One last thing: In my research I remember reading that Aurelia kept a volume of Dickinson's poems in the house when Plath was growing up. Aurelia called it her Bible. Popular readings tend to focus on how Plath's relationship with her father (or Ted) shaped her. What about Aurelia's influence? I'm not going to fall into the biography trap but I do wonder if Dickinson meant something to Plath. I'll never know for sure and that's ok. I don't have to. I can feel it when I read Plath's poetry. I sense the ties that bind them. Sometimes I just wish others could see them too.
Thanks for illuminating some of them in this post and for all your work on Plath. I can't wait to read your book!

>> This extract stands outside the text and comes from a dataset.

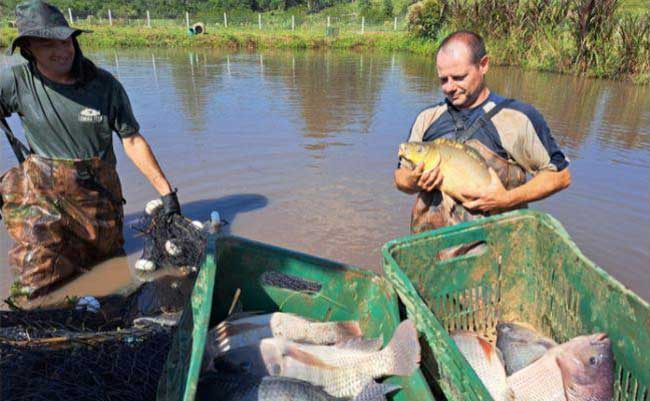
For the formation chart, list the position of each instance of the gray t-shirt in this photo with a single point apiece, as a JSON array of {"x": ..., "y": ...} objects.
[{"x": 67, "y": 121}]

Hey, thank you for writing this down. I had to scrounge for a review aligned to my opinion on that episode and here I am. Thankfully. I just finished watching Dickinson and that one episode on Plath has disturbed me. I adore and respect Plath as an amazing poet and artist, and abhor how she is very often reduced to being suicidal. She is an inspiration to me as I am a private poet.
I agree with every single word you wrote here. Subscribing for more!